Now we are fine, right? Sure, until China and India begin using more oil in the early 2000s. And of course more demand means producers can charge more. Crude skyrockets and gas prices overtop $5 a gallon. Now, the US is annoyed again and sometimes when things are bad innovation happens.

The US has always produced oil. California and Texas have been oil producing states for decades. There has been oil in places like Wyoming and Utah but in a form we couldn’t get to – shale oil. The innovation was a kind of fracking or mining of this type of oil where we could collect it and refine it. Over the next several years the US becomes a large oil producer and even begins to export oil again.

Leap forward several years to this year. You may have heard of the Saudi-Russia oil price war. Oil prices had already started to decrease at the beginning of this year and in order to shore up the prices Saudi Arabia asked Russia to reduce its oil production, but in short, they said ‘nope’.

At the same time, as we know there was a pandemic, COVID-19, surging around the world. By the time the US-Saudi-Russia agreement comes about countries around the world are issuing stay at home orders to prevent the spread of the virus. We in the US are all shut up inside – not driving to work, driving less to other places like the store, not going on road trips on the weekend – and lowered demand means lower price.

While we are all social distancing, oil in tankers is on the ocean making their way to our refineries (tankers can’t make u-turns). Oil production has not significantly slowed (apparently very difficult and expensive to stop an oil pumping site) so while the regular amount of oil is being produced, oil use is being radically reduced. In the US we have alternatives to oil to heat our homes and for manufacturing, but our transportation is largely run on oil.

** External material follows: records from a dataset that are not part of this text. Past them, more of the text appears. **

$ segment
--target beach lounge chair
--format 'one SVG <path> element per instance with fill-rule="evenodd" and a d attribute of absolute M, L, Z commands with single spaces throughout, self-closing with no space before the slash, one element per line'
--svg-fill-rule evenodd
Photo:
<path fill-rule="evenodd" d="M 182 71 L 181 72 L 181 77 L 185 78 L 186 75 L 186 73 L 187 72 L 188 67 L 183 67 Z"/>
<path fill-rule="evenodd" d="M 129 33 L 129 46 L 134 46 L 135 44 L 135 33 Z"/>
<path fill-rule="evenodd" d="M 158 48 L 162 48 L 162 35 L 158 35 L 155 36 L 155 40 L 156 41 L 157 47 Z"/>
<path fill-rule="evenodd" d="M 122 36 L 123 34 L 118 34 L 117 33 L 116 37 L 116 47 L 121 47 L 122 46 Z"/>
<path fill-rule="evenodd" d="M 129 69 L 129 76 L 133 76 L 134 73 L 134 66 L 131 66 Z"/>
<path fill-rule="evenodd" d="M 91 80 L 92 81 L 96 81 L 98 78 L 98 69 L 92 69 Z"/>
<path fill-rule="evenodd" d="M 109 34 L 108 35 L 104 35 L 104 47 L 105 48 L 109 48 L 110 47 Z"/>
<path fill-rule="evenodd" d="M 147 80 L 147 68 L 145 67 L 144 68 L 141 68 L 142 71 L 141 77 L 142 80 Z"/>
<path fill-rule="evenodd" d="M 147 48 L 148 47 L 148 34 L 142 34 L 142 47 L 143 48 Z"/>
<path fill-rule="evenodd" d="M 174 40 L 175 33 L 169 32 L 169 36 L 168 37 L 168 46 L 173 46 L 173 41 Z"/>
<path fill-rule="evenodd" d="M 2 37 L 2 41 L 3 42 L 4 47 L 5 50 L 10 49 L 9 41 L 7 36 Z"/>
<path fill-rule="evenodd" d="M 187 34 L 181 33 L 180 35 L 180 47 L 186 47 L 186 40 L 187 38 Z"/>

On top of all the mitigating events that have led us here commodities markets are now bidding on “summer” oil – the slightly different gas that is produced for hot summer months. But as oil has been produced and shipped it has gone into available storage – and that storage is running out. But the oil keeps coming – and so here we are at the moment when an oil producer is so desperate to offload their product that they would pay someone to take it off their hands – thus paying to give it away. That, in a few nutshells, is how oil got below zero.